# Question about air cooled lights



## grodude (May 12, 2015)

I have an 8x4 tent and I'd like to get air cooled lights to help keep temps down, but my vents at the top are not centered, so I would have to kind of have the ducting at an angle. Will this cause a significant issue pulling air through at the required cfm or will it work out okay?


----------



## Locked (May 12, 2015)

I always ran my Cool Tube with the venting going through one of the top side vents not the top vents.  I still run it that way but I am running all LED so no hoods to cool. I just exhaust the warm tent air out and let the cooler fresh air go in the passive intakes at the bottom of the tent.


----------



## pcduck (May 13, 2015)

I have no problem and I have the duct work looped so that I can raise and lower the lights.


----------



## Hushpuppy (May 20, 2015)

I have found that when air is pulled out through ductwork, it is less problematic with having bends in the duct than if the air is being pushed. That is why I mount my exhaust fans closer to the final exit to outside and let it pull the air through the rest of the duct and lights, (and filters) first. The centrifugal fans are like vacuum cleaner blowers in that they produce a very strong suction(aka negative pressure). The duct fans are worse than worthless for ventilation of grows. Be sure to match the exhaust fan with the cubic space so that you are able to get close to the ability to replace the total air mass in the grow room at least once every minute for good heat removal.


----------



## LostSoul (May 20, 2015)

It can be a problem with 90°angles apparently but my tent has 3 of them with 125mm ducting and an inline fan and I get by alright. 

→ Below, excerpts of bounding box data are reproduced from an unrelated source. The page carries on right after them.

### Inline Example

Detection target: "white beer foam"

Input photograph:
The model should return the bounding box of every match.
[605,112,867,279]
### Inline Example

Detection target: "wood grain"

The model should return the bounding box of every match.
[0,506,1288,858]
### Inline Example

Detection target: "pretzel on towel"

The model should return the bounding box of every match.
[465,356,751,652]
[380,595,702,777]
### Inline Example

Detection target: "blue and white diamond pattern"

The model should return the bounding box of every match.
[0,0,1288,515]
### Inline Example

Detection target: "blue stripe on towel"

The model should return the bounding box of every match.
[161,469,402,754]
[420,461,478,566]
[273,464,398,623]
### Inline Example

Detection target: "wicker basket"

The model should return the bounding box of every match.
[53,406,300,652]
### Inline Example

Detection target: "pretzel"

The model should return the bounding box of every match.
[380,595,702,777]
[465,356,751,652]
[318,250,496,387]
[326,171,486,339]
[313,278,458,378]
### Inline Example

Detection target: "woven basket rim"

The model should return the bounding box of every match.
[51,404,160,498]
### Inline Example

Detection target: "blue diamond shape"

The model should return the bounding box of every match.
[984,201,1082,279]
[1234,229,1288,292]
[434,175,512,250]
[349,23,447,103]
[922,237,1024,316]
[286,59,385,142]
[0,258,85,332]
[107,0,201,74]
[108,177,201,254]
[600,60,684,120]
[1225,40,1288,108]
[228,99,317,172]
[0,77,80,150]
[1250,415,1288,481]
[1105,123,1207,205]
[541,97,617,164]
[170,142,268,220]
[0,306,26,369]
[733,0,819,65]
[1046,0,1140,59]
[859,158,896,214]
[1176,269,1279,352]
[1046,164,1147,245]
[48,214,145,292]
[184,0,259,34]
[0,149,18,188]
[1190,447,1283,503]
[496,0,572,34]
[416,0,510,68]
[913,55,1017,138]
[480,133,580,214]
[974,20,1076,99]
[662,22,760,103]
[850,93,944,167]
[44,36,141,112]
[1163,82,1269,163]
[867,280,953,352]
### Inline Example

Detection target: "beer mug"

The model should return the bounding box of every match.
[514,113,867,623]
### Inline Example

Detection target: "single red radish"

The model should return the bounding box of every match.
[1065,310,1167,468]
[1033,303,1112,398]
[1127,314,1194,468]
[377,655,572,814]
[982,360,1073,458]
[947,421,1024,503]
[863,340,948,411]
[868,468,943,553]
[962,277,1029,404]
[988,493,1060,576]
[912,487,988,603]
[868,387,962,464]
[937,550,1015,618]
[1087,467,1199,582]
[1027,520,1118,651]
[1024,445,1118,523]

The major problem I had was with sucking the air through the hood because the smell escaped through tiny holes in the creases of the ducting.  Now it's blowing instead it's all right.


----------



## The Hemp Goddess (May 20, 2015)

I agree with Hushpuppy.  Pull the air through the ducting and mount the fan near the end of the duct run.  My fan is located in the crawl space.  In the summer, the air ius vented outside through one of the foundation vents.  In the winter, it stays in the crawl space to help warm the air.  Use good ducting and you will not have problems with holes in the ducting.  I really recommend insulated ducting like they use in HVAC--it is quieter also.  Pushing air through is going to allow a lot more odors to escape than if you are pulling the air through--negative pressure keeps the smells contained--blowing the air blows them out and small cracks or holes.


----------